Strict adherence to the formal nature of the interview has always raised my doubts, because it actually comes down to considering the person being interviewed as a “black box” with whom they speak in a “question-answer” format. This is more like an interrogation, and we are inclined to use an approach focused on an open discussion with the necessary clarifications during the conversation.


Starting work on the interview, I tried to remember all the questions that I needed to ask. With experience, I came to realize the need to simplify this approach. The essence of the solution is that you just need to be curious, that's all.

Of course, all this works well in practice, but I decided to think about it from the point of view of the theoretical description. I came to the conclusion that it is worth treating each interview as a story, the formation of which we work in the process of conducting the interview. For such a story, it is necessary to collect facts and relevant details, determine the characters and the course of events, to understand all the difficulties on the way of the “heroes”. All this must be done in a fairly short period of time.

It should be prepared for the interviewees to share facts with you without any chronology or logical sequence. It’s your job to determine the correspondence between the information received during the interview. For this, I usually use a pre-prepared list of items that need to be discussed. In the course of the interview, I can return to any of the points, asking the interlocutor to clarify certain details.

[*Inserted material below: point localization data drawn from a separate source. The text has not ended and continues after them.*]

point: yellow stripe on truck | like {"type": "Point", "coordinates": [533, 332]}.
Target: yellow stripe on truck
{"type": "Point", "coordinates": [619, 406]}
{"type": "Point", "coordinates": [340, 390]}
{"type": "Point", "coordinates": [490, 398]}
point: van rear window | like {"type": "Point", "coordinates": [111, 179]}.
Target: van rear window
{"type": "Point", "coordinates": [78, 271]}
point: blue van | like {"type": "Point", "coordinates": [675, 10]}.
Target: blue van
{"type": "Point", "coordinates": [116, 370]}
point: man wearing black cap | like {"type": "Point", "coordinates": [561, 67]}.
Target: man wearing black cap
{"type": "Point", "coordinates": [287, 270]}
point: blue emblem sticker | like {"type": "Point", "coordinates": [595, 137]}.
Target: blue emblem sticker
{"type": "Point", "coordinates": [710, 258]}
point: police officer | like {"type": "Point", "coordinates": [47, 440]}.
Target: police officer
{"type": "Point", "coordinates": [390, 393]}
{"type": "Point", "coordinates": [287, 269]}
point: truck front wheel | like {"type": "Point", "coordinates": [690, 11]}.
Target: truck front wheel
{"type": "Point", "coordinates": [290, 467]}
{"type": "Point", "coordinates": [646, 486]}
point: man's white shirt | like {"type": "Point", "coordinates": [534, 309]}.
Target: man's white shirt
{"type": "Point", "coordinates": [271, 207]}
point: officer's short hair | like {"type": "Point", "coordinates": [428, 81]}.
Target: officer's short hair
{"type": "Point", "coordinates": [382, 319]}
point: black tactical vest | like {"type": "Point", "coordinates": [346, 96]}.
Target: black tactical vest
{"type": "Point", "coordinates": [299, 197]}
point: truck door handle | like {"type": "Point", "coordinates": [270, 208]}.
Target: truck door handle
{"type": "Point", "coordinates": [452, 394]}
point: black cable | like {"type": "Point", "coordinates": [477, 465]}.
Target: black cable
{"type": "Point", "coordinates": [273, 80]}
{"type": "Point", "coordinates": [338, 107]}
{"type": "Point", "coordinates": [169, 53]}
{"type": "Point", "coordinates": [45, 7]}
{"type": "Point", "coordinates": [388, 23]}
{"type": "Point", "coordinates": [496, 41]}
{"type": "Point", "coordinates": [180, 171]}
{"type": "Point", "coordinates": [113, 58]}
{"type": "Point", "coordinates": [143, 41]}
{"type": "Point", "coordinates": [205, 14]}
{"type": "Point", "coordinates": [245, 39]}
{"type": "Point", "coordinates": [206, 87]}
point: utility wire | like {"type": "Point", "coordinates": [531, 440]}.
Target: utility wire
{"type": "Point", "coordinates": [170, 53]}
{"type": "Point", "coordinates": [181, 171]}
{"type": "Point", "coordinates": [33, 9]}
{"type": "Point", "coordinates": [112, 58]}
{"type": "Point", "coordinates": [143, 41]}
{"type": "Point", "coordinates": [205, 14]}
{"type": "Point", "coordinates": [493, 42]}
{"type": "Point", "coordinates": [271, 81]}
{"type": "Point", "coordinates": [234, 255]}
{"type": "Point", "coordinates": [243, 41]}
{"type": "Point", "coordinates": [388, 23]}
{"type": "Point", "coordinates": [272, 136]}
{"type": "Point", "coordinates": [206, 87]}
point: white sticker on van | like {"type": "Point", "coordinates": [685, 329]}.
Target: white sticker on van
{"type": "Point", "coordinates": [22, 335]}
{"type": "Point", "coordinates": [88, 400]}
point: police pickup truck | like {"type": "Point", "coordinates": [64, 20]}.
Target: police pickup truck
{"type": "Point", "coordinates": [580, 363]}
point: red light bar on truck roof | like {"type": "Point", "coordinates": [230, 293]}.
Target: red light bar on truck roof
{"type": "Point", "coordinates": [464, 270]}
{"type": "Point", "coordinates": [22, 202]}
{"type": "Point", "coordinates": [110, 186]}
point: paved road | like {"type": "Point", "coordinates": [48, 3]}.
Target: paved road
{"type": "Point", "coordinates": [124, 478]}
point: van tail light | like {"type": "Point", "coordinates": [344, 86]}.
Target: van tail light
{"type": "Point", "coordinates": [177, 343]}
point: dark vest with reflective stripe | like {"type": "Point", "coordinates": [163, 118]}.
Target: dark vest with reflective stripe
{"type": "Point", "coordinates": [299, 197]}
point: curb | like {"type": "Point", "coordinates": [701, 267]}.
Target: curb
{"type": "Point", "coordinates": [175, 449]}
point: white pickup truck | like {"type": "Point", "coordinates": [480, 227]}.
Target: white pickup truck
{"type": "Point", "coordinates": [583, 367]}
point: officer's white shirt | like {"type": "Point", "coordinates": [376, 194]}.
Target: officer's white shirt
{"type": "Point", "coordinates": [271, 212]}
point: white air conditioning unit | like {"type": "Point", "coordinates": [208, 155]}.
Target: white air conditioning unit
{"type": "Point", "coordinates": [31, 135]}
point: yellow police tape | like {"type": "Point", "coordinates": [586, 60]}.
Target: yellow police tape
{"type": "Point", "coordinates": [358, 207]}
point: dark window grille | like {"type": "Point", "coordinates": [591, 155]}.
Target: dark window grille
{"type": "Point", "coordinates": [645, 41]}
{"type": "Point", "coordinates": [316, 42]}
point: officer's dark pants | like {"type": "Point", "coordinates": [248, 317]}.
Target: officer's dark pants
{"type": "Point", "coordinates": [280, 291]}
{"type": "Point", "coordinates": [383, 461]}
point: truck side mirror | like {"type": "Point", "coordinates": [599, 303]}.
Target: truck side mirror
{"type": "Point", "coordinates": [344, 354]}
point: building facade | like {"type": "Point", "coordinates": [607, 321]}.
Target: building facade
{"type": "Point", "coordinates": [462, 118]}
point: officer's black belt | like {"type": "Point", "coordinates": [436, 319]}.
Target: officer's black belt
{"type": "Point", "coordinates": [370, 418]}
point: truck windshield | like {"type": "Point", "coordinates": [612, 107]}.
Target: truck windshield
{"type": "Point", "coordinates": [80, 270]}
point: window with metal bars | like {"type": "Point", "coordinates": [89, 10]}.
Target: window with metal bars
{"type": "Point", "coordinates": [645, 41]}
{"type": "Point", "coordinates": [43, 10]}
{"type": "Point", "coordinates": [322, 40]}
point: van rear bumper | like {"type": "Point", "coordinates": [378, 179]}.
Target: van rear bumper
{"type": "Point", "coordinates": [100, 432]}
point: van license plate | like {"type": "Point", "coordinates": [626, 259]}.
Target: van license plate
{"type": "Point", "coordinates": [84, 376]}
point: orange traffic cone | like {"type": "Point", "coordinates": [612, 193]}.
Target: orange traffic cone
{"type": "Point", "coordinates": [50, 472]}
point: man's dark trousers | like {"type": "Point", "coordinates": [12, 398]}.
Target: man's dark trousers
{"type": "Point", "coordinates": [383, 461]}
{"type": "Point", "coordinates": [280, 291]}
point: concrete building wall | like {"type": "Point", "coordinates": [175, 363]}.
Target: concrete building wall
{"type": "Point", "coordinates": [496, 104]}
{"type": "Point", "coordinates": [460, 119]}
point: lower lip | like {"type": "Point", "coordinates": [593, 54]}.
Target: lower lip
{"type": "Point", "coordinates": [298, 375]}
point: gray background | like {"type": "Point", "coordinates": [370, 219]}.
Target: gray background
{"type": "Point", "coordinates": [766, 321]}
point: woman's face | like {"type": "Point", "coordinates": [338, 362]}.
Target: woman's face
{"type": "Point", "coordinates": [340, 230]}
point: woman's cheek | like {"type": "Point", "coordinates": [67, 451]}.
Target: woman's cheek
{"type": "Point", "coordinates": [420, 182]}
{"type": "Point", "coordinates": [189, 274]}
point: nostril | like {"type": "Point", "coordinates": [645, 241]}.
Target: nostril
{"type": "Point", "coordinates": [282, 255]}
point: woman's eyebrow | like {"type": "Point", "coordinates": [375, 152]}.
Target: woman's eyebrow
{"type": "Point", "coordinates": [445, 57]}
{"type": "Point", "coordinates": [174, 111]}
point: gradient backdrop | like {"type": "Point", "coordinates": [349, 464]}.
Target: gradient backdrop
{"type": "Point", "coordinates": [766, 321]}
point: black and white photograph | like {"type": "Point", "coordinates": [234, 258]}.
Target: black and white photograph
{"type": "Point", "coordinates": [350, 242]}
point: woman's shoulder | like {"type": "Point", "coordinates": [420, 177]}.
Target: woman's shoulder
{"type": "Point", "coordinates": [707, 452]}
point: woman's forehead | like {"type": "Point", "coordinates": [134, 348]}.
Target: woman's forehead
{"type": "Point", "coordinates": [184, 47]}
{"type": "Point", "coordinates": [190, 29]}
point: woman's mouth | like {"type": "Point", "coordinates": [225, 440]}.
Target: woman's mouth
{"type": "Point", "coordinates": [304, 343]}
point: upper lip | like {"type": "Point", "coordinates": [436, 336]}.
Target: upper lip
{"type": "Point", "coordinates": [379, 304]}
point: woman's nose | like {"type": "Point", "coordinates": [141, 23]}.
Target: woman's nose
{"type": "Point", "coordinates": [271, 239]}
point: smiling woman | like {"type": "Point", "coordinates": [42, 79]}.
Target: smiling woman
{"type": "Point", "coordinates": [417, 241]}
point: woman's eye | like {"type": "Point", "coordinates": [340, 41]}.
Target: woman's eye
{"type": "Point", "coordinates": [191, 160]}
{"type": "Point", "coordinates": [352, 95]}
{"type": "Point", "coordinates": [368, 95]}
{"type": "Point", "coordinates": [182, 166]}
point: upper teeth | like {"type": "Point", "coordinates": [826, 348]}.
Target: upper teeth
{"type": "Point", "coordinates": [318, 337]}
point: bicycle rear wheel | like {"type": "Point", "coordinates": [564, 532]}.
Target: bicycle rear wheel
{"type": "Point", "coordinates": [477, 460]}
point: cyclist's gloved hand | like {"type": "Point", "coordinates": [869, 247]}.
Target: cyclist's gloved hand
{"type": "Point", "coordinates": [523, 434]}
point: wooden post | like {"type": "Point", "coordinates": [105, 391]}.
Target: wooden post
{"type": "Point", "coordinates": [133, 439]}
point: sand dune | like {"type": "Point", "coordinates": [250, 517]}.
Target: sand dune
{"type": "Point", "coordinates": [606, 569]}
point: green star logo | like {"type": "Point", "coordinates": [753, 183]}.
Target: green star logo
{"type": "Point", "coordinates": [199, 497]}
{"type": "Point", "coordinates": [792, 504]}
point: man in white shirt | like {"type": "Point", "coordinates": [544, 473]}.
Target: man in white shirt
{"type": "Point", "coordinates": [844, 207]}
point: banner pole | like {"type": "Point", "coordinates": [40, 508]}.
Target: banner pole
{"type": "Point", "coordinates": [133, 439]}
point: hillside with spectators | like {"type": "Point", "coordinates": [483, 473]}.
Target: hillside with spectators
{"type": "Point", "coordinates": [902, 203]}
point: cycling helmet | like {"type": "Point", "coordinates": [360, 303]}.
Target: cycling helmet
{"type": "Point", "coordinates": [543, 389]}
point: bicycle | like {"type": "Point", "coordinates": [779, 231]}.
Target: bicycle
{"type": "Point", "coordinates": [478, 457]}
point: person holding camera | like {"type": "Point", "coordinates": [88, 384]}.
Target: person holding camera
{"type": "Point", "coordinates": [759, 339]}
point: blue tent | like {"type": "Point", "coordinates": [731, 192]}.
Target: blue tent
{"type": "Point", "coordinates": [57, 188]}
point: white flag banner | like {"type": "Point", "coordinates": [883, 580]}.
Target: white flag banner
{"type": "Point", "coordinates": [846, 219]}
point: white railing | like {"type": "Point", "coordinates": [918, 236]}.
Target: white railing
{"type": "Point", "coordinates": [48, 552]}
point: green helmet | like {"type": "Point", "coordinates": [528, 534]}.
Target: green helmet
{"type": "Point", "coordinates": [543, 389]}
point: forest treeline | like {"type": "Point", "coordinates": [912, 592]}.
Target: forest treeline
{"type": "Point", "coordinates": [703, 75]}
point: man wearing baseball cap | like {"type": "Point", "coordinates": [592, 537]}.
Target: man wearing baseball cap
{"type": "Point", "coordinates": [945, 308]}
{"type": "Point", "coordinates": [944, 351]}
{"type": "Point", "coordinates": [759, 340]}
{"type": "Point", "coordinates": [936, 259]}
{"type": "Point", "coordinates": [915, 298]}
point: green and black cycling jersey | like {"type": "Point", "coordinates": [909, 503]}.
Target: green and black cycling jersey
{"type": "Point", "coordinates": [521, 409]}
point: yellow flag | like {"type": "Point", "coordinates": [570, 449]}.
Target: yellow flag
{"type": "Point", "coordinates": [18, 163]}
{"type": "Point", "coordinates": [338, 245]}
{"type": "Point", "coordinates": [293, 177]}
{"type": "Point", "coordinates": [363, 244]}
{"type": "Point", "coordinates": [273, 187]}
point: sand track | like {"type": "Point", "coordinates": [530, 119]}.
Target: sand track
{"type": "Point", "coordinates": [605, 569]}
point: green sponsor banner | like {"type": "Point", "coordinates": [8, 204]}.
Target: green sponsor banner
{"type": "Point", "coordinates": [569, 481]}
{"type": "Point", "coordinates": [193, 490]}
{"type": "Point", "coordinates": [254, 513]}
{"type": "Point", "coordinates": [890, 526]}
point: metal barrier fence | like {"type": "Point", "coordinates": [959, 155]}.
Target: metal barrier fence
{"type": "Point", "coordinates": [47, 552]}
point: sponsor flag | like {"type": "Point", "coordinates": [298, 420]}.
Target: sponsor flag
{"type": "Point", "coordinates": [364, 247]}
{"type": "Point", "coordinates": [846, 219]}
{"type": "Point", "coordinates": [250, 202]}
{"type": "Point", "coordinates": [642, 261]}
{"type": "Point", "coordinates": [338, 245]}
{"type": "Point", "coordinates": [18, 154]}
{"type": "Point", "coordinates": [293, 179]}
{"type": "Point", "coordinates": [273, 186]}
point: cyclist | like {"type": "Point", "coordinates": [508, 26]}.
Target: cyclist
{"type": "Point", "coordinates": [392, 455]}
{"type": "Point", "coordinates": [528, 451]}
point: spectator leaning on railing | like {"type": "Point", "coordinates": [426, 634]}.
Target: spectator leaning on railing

In addition, I write down all the topics that my interlocutor touches on in one way or another, in order to return to them in the future, if I consider it necessary. This allows you to communicate without hard switching to a particular topic. In the conclusion of the interview, I check each of the points to make sure that we have all discussed.

After the interview

Of course, it’s quite difficult to immediately start processing the results of the interview, which was carried out without observing a strict structure, but there are some tricks designed to help you with this. As the interview ends, you should immediately record all the key points for you that you were able to remember. When conducting an interview in a team mode, we devote some time just to compose such sammarias. Our memory is a perfect tool that highlights the most important, why not take advantage of this?

As we conduct a number of interviews, we review already completed conversations. Thus, we come to the formation of data suitable for further use.

This may seem old-fashioned, but I always write a letter of thanks to all our respondents, leaving the opportunity for additional comments or questions. In the end, the “story” about the work of clients with our service is not limited to the scope of our interviews, and if things are successful, you will be able to learn new details about their work with your product.